Revenge porn : que faire en cas de cyberharcèlement sexuel ?

Pendant le confinement, le harcèlement en ligne fait davantage de victimes. Revenge porn, "Ficha", Sexting ou encore Slut-Shaming prennent des dimensions inquiétantes sur les réseaux sociaux. Comment agir si son ado en est victime ? Réponses d'experts.

Revenge porn : que faire en cas de cyberharcèlement sexuel ?
© Stokkete - 123RF

Mise à jour du 30 avril à 13h30]. Les chiffres du cyberharcèlement sont malheureusement éloquents en cette période de confinement... Selon l'association E-enfance, les comptes "ficha" se multiplient. Les jeunes n'hésitent pas à publier des photos dénudées, sans le consentement de la personne pour 'l'afficher" en public. L'association reçoit actuellement plus de 350 appels par semaine sur la ligne nationale NET Ecoute en ce qui concerne le cyberharcèlement. 20% de ces appels, liés majoritairement à ces comptes "Ficha", aboutissent à un signalement alors qu'ils n'étaient que 10% avant la crise sanitaire. Une situation qui inquiète le gouvernement et a amené la secrétaire d'Etat à l'Egalité entre les femmes et les hommes à taper du poing sur la table. "Ces images sont constitutives de revenge porn (utiliser à votre insu des photos intimes), puni de 2 ans de prison et 60 000 euros d'amende", a expliqué Maître Eric Morain, un proche de Marlène Schiappa sur Twitter. En effet, ce que l'on appelle le Revenge Porn est un acte de plus en plus présent ces dernières années, notamment avec l'émergence des réseaux sociaux. Les jeunes étant équipés de plus en plus tôt de smartphones ou de tablettes numériques, "il faut donc se préoccuper de ce qu'ils font avec ces outils", avertit le psychiatre Serge Tisseron*. "Les réseaux sociaux sont un terrain de jeu propice au cyberharcèlement, qu'il soit à caractère sexuel ou pas", précise l'expert. Alors comment identifier le cyberharcèlement sexuel et comment sensibiliser les jeunes ? Que faire si son enfant ou ado en est victime ? Réponses. 

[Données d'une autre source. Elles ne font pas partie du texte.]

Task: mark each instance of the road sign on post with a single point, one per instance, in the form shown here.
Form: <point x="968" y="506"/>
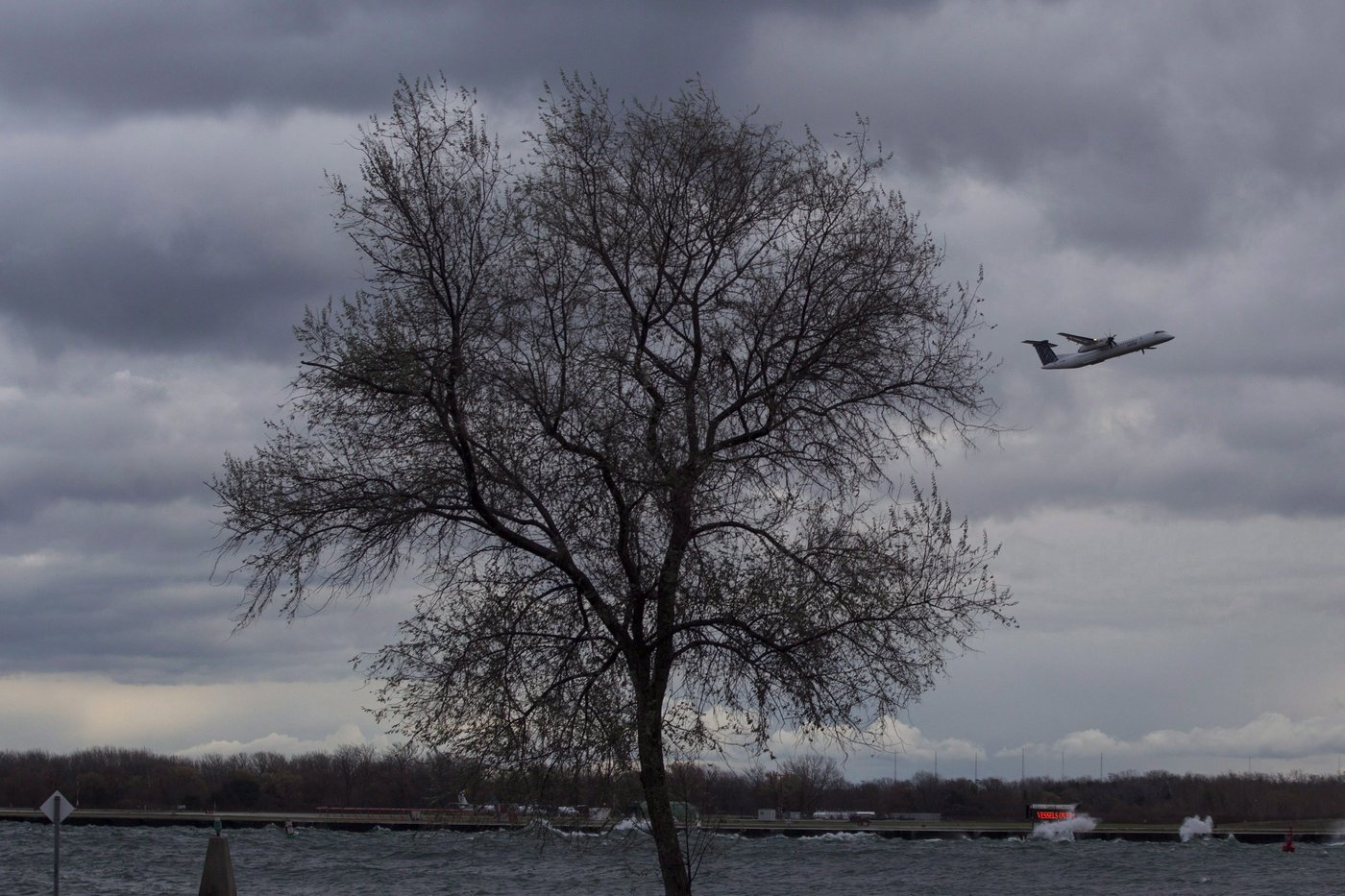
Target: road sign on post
<point x="57" y="808"/>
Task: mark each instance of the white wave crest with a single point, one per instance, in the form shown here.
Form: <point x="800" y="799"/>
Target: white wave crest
<point x="1196" y="826"/>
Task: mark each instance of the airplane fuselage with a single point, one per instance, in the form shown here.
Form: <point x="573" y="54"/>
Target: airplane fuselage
<point x="1103" y="351"/>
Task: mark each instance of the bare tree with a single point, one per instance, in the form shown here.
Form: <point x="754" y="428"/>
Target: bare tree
<point x="811" y="778"/>
<point x="625" y="409"/>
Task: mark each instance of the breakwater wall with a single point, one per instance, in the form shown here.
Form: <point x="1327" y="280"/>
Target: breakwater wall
<point x="430" y="819"/>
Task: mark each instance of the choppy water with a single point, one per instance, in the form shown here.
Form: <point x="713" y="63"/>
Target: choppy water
<point x="150" y="861"/>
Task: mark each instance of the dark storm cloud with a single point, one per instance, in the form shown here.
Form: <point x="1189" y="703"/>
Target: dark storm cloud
<point x="1137" y="138"/>
<point x="97" y="60"/>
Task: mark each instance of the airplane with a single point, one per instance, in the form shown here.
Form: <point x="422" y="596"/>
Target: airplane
<point x="1093" y="351"/>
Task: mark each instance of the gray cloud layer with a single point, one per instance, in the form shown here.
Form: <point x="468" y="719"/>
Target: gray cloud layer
<point x="164" y="220"/>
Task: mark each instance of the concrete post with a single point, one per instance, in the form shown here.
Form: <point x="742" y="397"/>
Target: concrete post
<point x="217" y="878"/>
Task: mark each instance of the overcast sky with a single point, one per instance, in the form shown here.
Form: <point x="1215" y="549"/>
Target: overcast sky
<point x="1170" y="522"/>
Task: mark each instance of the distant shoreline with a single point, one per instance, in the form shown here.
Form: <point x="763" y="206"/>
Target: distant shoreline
<point x="430" y="819"/>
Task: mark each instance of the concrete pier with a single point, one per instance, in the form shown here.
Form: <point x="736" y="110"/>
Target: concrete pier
<point x="217" y="878"/>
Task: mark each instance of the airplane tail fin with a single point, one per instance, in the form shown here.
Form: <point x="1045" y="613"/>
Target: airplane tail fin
<point x="1044" y="350"/>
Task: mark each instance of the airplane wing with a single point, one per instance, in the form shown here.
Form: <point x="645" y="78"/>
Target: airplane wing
<point x="1088" y="343"/>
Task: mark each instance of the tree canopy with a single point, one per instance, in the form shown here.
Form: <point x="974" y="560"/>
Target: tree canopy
<point x="627" y="408"/>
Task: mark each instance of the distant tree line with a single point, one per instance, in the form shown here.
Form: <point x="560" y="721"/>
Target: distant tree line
<point x="404" y="778"/>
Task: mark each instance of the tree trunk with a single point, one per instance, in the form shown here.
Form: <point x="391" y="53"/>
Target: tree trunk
<point x="658" y="801"/>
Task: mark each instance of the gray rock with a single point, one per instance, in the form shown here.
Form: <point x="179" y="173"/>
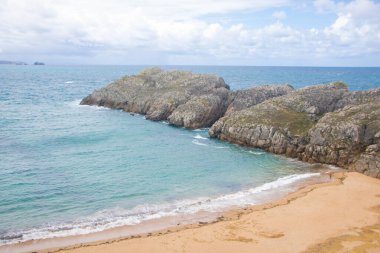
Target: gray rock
<point x="324" y="123"/>
<point x="243" y="99"/>
<point x="158" y="94"/>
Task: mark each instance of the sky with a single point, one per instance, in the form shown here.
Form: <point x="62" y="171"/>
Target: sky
<point x="192" y="32"/>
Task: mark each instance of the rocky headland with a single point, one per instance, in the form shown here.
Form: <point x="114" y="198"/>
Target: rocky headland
<point x="322" y="123"/>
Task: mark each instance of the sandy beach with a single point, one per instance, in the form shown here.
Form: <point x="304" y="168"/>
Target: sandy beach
<point x="339" y="216"/>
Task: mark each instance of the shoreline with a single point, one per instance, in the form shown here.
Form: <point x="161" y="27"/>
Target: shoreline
<point x="112" y="236"/>
<point x="338" y="223"/>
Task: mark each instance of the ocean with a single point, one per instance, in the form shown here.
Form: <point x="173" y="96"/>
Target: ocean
<point x="67" y="169"/>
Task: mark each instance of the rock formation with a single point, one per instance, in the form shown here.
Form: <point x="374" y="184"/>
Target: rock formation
<point x="322" y="123"/>
<point x="181" y="97"/>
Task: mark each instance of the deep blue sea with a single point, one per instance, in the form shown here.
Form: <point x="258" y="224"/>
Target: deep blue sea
<point x="67" y="169"/>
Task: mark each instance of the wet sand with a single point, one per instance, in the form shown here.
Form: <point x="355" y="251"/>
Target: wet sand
<point x="339" y="216"/>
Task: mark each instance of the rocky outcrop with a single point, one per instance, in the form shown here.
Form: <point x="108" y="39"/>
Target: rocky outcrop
<point x="243" y="99"/>
<point x="324" y="123"/>
<point x="181" y="97"/>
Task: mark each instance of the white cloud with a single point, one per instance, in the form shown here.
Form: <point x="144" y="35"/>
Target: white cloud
<point x="279" y="15"/>
<point x="167" y="30"/>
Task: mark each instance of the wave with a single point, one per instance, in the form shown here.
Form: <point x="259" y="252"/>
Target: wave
<point x="256" y="152"/>
<point x="196" y="142"/>
<point x="118" y="217"/>
<point x="198" y="136"/>
<point x="76" y="104"/>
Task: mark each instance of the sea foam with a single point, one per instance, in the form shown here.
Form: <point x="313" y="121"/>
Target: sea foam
<point x="117" y="217"/>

Cyberharcèlement : que dit la loi ? 

Diffuser des photos ou des vidéos à caractère sexuel sans l'avis de la personne concernée est puni par la loi. Depuis l'adoption en 2016 de la loi "Pour une République numérique", le "revenge porn" ou la "pornodivulgation" sont des pratiques passibles de deux ans d'emprisonnement et de 60 000 euros d'amende, selon l'article 226-2-1 du Code pénal. Par ailleurs, les personnes qui envoient des des photos ou des films pornographiques à des jeunes de moins de 16 ans se rendent coupables de diffusion de contenus pornographiques et sont passibles de sanctions pénales. A partir du moment où l'enfant ou l'ado partage ce type de contenus mettant en scène d'autres personnes, il devient à son tour harceleur. Selon la loi 2014-873 du Code pénal du 4 août 2014, le cyberharcèlement est puni d'un an d'emprisonnement et de 15 000 euros d'amende. Il est puni de deux ans d'emprisonnement et de 30 000 euros d'amende lorsque ces faits sont commis sur un mineur de moins de 15 ans.

Comment reconnaître le cyberharcèlement sexuel ?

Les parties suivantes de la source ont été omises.